Вечной памяти ему, конечно, не будет, даже Лукерья, по-моему, забыла о нем. Я же буду помнить его до конца дней моих...
Лукерья щебетала в палисаднике:
– Ох, какие вы с Джулией счастливые, у вас такие дети!
– Ты мне не сглазь! – строго говорит Джулия. Но по всему видно: ей приятно, что хвалят наших детей, а вместе с ними и нас. Нравится Джулии все это, и я ловлю себя на том, что и мне нравится, когда нас хвалят, одобряют нашу жизнь, и особенно когда хвалят моих детей. Интересно, какой бы сейчас была Галя, кем бы стал мой сын, рожденный от первой, небесно чистой нашей с Галей любви? «Отвори мне, сестра моя, возлюбленная моя, голубица моя, чистая моя!» – вспоминаются мне слова из «Песни песней», когда я думаю о Гале. Я, кажется, сказал, что у нее были голубые глаза. Это не совсем так, они лишь поначалу казались мне голубыми, потом, сколько я в них ни смотрел, они были в гневе темно-синими, а в радости – гиацинтовыми, с глянцевым блеском.

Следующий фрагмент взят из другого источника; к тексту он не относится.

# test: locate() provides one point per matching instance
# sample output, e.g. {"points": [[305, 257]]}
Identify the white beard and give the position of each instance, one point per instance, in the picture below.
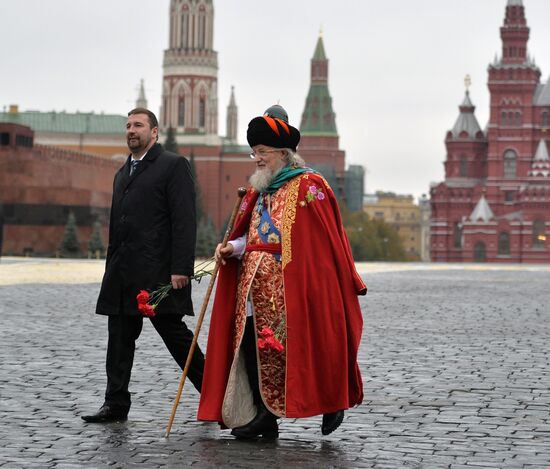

Я шел осенним серым полем, по которому тянулась, казалось, бесконечная дорога, а из головы и сердца у меня не выходили бессмертные слова из «Песни Песней»: «Вся ты прекрасна, возлюбленная моя, и пятна нет на тебе!», «Отвори мне, сестра моя, возлюбленная моя, голубица моя, чистая моя!». Именно эти слова приходили мне на ум, именно они волновали. А почему – непонятно до сих пор. Я повторял и повторял их, пока не показалось село.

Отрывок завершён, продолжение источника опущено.